Le tribunal de Bir Mourad Raïs a livré jeudi son verdict dans l’affaire déclenchée contre le journaliste Saad Bouakba. Après une semaine passée derrière les barreaux, le chroniqueur de 79 ans recouvre la liberté : trois ans de prison avec sursis et un million de dinars d’amende. Une sanction lourde sur le papier, mais qui ne suffira pas à faire taire une voix que le pouvoir n’a pas réussi à intimider.

Son co-accusé, Abdelhalim Harraoui, créateur de la web TV Vision TV News, écope, lui aussi, d’une peine avec sursis un an et d’une amende de 500 000 dinars. La plateforme est, quant à elle, condamnée à disparaître : fermeture définitive, matériel saisi. Quand on ne peut pas faire taire les idées, on détruit les outils qui les diffusent.

Le “crime” : questionner l’histoire confisquée

Tout est parti d’une interview diffusée sur YouTube, où Bouakba évoquait la gestion obscure du “trésor de guerre” du FLN après l’indépendance. Un sujet sensible. Un tabou d’État.

Ses propos ont suffi à déclencher les foudres de Mahdia Ben Bella, fille adoptive du premier président algérien, qui a crié à la profanation des “symboles de la Révolution”. Immédiatement, le ministère des Moudjahidines s’est dressé en bouclier des mémoires sacrées mais pas forcément des vérités historiques.

Le parquet a parlé d’“informations erronées et attentatoires”, de diffamation, d’injures électroniques. En réalité, Bouakba a osé rappeler ce que beaucoup chuchotent : que certains “héros” ont eu la main un peu trop lourde sur les caisses de la libération. Sacrilège absolu dans un pays où la Révolution est un capital politique dont certains héritiers abusent sans scrupule.

Un procès pour l’exemple

La machine judiciaire s’est emballée :  comparution immédiate,  détention provisoire,  un dossier expédié en correctionnelle…
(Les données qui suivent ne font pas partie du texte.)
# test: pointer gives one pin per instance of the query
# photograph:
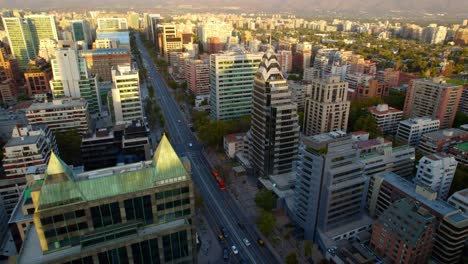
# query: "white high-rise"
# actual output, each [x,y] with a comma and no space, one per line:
[126,98]
[436,171]
[71,78]
[232,76]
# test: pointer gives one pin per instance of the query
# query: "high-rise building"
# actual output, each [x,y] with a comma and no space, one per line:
[42,27]
[217,29]
[126,98]
[20,39]
[386,118]
[460,200]
[274,132]
[61,115]
[72,79]
[197,74]
[398,240]
[330,189]
[232,75]
[80,31]
[410,131]
[327,108]
[433,98]
[441,140]
[139,213]
[38,76]
[100,61]
[436,171]
[450,236]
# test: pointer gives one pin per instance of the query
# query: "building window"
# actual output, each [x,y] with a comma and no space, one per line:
[146,252]
[175,246]
[139,208]
[114,256]
[107,214]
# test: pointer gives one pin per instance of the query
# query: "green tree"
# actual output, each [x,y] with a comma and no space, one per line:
[69,144]
[265,199]
[308,246]
[292,258]
[460,119]
[266,223]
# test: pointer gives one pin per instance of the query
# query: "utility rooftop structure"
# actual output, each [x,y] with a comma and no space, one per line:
[139,211]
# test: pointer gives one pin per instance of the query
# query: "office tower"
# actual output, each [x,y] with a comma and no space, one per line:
[274,127]
[80,31]
[217,29]
[285,60]
[451,226]
[433,98]
[377,155]
[61,115]
[441,140]
[138,213]
[330,188]
[20,39]
[38,76]
[326,109]
[101,61]
[112,23]
[28,147]
[126,98]
[398,240]
[42,27]
[460,200]
[170,40]
[72,79]
[410,131]
[232,77]
[197,74]
[9,69]
[386,118]
[436,171]
[8,92]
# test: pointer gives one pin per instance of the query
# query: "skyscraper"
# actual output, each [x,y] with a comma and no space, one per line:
[126,98]
[330,191]
[433,98]
[327,108]
[71,79]
[275,129]
[20,39]
[232,76]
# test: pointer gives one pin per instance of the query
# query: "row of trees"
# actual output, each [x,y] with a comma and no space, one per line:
[212,132]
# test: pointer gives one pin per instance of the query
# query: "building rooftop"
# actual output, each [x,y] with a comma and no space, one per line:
[445,133]
[57,104]
[62,187]
[437,205]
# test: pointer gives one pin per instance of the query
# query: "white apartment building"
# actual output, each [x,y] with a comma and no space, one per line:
[60,115]
[460,200]
[410,130]
[232,75]
[126,98]
[436,171]
[387,118]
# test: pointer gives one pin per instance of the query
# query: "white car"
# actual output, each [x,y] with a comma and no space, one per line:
[234,250]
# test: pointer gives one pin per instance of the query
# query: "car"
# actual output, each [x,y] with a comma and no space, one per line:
[260,242]
[234,249]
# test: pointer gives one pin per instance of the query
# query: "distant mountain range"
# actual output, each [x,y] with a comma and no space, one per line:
[356,6]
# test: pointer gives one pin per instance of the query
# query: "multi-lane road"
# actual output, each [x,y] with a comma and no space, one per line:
[222,210]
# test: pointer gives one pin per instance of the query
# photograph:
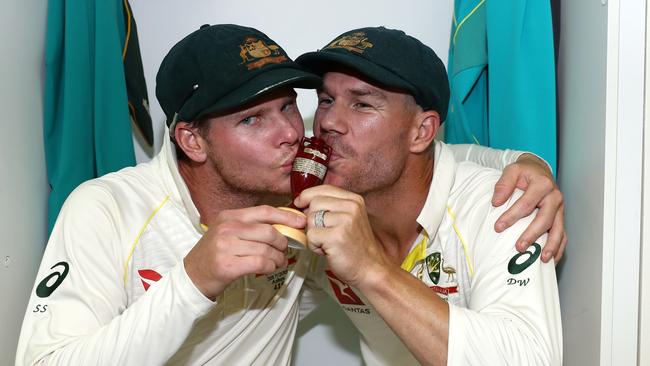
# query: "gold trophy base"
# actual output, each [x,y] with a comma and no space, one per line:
[297,238]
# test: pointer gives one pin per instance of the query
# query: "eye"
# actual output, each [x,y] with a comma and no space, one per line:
[249,120]
[362,105]
[325,101]
[289,106]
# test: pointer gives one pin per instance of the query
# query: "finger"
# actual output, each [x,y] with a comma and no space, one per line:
[560,253]
[555,237]
[541,224]
[537,194]
[314,241]
[308,195]
[505,186]
[330,218]
[260,233]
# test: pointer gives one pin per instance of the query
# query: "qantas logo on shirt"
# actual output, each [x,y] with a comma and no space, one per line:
[343,291]
[148,276]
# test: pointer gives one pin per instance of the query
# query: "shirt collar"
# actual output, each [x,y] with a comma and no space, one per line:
[444,171]
[176,184]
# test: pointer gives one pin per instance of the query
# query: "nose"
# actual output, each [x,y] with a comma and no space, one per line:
[330,121]
[289,132]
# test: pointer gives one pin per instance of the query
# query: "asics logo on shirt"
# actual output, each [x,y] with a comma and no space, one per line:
[148,276]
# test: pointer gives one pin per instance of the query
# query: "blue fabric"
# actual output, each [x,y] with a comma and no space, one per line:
[502,76]
[87,129]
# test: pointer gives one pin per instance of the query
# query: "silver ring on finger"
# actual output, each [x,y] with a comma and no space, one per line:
[319,218]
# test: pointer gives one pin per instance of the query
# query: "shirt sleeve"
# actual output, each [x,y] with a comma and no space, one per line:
[485,156]
[514,314]
[77,313]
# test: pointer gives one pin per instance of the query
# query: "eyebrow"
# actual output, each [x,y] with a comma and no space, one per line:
[362,92]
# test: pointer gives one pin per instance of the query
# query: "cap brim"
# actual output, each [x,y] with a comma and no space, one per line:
[261,85]
[324,61]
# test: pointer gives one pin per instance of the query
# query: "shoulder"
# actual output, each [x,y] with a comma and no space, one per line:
[113,199]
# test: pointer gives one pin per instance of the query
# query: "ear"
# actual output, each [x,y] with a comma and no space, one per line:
[191,142]
[427,124]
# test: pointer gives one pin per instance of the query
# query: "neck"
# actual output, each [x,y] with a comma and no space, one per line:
[393,211]
[210,193]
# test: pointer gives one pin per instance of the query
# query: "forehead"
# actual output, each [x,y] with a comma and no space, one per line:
[267,101]
[353,84]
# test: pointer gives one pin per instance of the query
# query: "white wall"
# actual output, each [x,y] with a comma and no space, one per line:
[326,337]
[582,111]
[601,109]
[23,190]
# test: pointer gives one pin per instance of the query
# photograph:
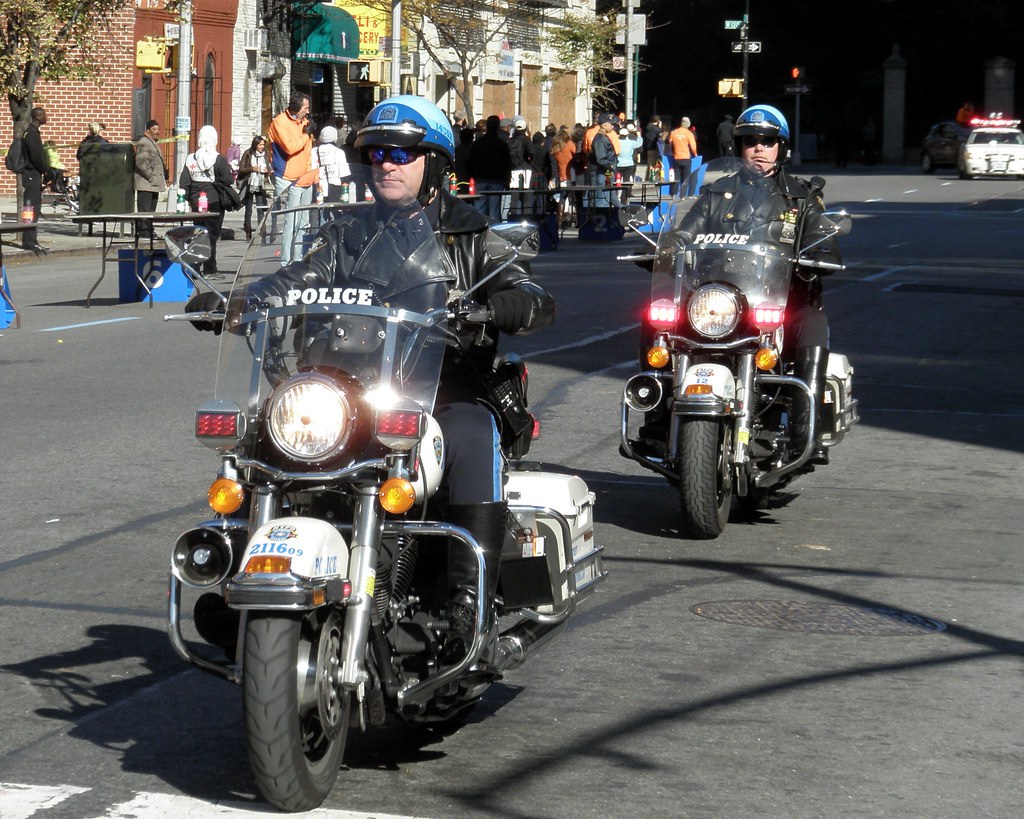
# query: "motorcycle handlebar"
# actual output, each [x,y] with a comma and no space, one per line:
[821,264]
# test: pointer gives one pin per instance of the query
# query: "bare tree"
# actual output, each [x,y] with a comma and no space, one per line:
[588,44]
[461,33]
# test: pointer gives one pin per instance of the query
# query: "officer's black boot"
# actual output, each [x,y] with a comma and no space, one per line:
[811,365]
[486,522]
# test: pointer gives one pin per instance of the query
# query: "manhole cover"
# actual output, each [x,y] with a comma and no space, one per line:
[818,617]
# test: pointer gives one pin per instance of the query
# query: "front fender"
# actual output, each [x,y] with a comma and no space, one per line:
[707,389]
[291,563]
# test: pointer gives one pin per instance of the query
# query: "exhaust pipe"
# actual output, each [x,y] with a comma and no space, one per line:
[521,639]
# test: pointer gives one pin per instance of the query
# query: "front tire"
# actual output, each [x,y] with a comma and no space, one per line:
[296,715]
[705,476]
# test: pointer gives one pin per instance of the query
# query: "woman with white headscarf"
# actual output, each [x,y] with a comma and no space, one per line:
[202,169]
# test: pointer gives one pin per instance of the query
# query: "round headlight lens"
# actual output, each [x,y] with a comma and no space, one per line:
[713,311]
[309,419]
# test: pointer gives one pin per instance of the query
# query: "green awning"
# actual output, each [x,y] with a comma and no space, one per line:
[325,34]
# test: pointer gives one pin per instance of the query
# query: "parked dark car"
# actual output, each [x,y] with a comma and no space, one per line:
[941,146]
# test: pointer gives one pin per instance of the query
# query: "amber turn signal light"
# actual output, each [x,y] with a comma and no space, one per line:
[225,496]
[658,356]
[397,496]
[766,358]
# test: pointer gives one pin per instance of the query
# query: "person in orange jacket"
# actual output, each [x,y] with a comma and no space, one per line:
[684,148]
[291,137]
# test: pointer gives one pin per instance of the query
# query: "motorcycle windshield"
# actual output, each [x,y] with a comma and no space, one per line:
[750,257]
[367,300]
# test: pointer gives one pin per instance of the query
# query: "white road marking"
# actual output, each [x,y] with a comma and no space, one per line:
[87,324]
[26,802]
[22,802]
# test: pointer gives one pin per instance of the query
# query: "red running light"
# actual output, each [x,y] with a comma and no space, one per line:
[399,423]
[216,425]
[768,316]
[663,314]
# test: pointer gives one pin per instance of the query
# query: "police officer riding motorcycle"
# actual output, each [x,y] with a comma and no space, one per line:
[370,435]
[754,232]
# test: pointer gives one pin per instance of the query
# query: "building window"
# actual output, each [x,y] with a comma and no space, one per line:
[211,73]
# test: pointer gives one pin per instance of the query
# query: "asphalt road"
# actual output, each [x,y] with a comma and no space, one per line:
[854,650]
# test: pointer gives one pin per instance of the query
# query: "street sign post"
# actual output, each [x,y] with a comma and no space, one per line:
[731,86]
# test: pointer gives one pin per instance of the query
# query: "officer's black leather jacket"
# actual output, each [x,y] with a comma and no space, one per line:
[724,207]
[462,231]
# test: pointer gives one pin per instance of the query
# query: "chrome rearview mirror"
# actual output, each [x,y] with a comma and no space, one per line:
[507,238]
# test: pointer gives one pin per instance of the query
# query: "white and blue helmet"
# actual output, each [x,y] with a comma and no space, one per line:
[408,121]
[763,121]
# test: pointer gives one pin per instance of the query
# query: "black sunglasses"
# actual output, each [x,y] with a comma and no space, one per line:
[396,156]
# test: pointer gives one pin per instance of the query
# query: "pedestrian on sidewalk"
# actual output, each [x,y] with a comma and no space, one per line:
[255,180]
[151,176]
[292,143]
[202,169]
[32,178]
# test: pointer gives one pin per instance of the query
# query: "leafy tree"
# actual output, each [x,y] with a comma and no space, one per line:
[51,40]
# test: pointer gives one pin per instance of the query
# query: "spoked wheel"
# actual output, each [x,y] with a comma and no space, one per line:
[706,476]
[296,713]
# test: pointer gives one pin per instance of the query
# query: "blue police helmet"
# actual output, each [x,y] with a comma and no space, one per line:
[762,121]
[408,121]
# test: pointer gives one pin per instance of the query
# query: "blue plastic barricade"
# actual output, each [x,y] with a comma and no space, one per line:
[7,314]
[601,225]
[163,277]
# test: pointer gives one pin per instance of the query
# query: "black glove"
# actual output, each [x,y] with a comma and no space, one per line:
[204,303]
[511,309]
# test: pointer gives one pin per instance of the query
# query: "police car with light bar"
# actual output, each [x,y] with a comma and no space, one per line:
[994,147]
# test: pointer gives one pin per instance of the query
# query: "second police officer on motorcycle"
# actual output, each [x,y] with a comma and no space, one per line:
[410,145]
[760,195]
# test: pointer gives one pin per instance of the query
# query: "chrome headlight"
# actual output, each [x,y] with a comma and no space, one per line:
[713,310]
[310,418]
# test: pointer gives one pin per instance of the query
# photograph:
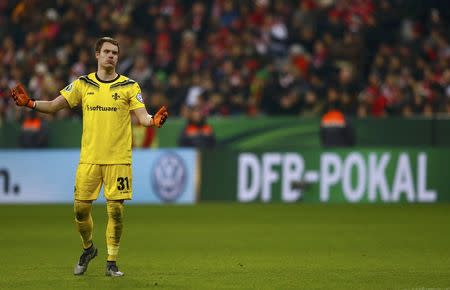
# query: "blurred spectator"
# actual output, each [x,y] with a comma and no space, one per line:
[34,131]
[197,132]
[240,57]
[336,130]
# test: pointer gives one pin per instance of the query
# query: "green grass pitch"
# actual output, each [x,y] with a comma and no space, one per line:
[232,246]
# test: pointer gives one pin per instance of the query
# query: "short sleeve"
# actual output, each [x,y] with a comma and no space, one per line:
[136,100]
[72,93]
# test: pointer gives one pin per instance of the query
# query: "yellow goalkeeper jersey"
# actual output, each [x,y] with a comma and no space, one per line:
[106,107]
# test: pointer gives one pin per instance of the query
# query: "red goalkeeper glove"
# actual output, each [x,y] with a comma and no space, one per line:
[20,96]
[160,117]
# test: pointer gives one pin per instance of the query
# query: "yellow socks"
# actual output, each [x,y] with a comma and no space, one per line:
[83,220]
[114,228]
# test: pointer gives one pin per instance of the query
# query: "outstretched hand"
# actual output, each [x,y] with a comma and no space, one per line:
[20,96]
[160,117]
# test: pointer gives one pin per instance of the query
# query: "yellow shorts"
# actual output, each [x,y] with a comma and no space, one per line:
[116,179]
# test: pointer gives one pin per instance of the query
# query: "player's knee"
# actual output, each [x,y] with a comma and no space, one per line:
[82,210]
[115,210]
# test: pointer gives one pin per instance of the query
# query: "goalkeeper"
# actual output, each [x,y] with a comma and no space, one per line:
[106,98]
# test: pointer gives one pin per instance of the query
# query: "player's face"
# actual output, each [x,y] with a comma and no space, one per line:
[108,55]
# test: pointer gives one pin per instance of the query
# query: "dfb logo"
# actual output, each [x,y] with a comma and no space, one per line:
[168,177]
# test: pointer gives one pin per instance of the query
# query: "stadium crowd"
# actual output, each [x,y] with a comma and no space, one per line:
[227,57]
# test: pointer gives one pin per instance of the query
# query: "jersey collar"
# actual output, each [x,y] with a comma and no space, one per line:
[107,82]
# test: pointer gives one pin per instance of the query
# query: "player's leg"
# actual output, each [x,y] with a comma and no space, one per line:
[87,186]
[113,235]
[117,182]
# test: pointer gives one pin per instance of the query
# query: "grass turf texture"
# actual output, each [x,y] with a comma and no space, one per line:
[226,246]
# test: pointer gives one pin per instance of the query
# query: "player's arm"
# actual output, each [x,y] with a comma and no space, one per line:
[148,120]
[21,98]
[52,106]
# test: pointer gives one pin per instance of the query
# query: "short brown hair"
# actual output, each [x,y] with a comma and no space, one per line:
[100,41]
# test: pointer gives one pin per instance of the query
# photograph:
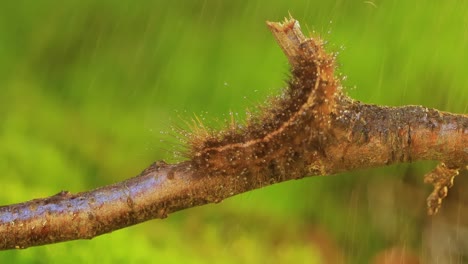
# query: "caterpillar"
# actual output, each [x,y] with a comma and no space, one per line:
[284,137]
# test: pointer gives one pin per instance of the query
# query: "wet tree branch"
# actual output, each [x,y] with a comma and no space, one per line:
[357,136]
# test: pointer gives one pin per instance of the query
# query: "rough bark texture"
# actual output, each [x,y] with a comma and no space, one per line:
[355,136]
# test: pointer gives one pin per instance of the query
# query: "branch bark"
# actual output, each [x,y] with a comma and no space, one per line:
[348,135]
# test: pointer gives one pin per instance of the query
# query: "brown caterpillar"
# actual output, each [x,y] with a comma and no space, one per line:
[285,136]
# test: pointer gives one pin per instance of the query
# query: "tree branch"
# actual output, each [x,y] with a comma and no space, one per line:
[323,132]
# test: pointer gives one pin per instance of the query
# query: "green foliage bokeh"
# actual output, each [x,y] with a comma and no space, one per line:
[90,92]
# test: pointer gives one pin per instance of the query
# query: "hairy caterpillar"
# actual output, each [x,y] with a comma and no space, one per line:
[285,136]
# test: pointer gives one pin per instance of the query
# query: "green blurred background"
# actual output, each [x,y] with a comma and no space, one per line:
[90,93]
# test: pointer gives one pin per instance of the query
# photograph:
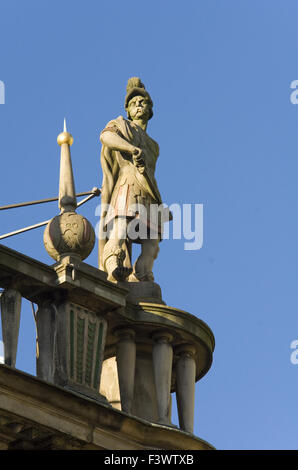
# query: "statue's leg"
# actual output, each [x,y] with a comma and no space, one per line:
[144,264]
[114,253]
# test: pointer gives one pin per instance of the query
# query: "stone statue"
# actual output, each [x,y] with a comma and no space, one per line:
[129,190]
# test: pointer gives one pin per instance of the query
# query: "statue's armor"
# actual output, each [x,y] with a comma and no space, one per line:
[131,187]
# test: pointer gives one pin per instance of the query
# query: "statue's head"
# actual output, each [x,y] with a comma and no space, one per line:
[138,103]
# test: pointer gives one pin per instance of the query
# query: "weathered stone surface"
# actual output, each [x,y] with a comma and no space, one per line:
[146,291]
[11,301]
[129,191]
[67,420]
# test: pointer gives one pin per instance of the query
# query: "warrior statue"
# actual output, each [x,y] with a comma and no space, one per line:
[129,189]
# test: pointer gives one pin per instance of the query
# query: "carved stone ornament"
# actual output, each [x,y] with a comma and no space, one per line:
[69,233]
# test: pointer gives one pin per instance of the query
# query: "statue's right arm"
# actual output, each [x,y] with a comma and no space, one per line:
[115,142]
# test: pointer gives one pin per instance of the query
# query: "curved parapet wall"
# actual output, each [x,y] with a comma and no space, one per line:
[148,318]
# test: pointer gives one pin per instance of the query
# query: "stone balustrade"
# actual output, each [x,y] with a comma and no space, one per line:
[94,341]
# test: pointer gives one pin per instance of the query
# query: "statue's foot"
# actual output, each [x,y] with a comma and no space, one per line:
[121,273]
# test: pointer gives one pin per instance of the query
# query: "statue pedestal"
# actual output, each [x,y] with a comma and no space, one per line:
[145,291]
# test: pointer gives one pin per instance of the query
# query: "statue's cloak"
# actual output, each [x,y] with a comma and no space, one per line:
[113,160]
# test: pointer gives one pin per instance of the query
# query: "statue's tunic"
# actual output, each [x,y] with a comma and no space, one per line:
[124,187]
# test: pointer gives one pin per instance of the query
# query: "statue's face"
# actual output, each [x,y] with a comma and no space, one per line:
[139,107]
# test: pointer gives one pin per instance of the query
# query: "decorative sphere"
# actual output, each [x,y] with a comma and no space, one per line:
[69,233]
[65,138]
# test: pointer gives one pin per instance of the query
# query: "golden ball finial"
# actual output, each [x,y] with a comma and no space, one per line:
[65,137]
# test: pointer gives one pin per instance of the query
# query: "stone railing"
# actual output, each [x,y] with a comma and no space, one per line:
[98,341]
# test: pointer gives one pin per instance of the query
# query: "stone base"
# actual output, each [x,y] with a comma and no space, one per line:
[87,393]
[143,291]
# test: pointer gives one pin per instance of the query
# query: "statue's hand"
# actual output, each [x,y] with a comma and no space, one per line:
[138,159]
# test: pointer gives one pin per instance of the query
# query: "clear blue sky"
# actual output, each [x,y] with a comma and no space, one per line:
[219,73]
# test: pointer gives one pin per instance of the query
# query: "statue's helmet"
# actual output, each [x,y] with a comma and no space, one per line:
[136,88]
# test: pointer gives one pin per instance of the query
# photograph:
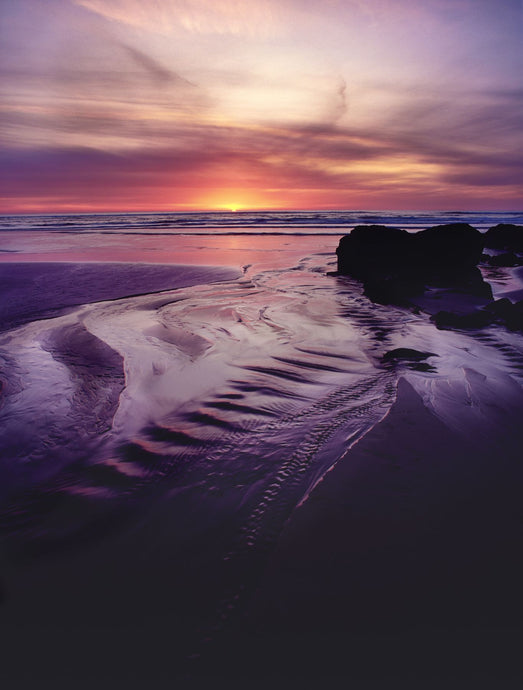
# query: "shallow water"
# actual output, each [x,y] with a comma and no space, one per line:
[155,445]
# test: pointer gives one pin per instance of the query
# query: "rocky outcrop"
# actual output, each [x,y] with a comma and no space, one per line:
[395,265]
[505,236]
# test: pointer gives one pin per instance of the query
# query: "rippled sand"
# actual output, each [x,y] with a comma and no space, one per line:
[162,435]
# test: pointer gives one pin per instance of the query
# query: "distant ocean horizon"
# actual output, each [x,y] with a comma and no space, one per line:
[247,222]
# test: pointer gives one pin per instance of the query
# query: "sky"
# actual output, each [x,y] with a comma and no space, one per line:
[127,105]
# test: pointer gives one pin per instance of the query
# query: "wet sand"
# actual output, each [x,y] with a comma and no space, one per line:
[402,566]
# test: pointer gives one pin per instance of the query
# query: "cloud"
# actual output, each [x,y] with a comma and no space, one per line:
[160,74]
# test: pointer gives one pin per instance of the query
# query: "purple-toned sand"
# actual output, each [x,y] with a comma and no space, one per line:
[223,473]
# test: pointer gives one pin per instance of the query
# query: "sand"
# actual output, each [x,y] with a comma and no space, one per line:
[401,565]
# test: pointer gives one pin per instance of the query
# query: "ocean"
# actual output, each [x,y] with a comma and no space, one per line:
[256,222]
[173,389]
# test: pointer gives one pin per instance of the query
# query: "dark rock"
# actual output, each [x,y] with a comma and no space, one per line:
[504,312]
[506,259]
[505,236]
[406,353]
[449,247]
[395,265]
[475,319]
[372,251]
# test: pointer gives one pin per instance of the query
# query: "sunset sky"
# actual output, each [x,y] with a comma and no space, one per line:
[214,104]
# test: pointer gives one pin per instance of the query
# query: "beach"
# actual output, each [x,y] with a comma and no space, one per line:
[212,470]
Une trentaine d’avocats ont dû se mobiliser pour que le procès ne tourne pas à l’exécution publique. À l’heure du verdict, Bouakba ressort libre, mais le message du pouvoir est clair :

“Il y a des zones interdites : l’Histoire telle que le régime l’a écrite. Qui la touche, tombe.”

Et si l’accusée… c’était Mahdia ?

Un détail de droit fait pourtant vaciller tout l’édifice : le Code de la famille algérien ne reconnaît aucun droit successoral ni symbolique à l’enfant adopté. Il ne peut ni porter le nom de la “famille”, ni agir en son nom.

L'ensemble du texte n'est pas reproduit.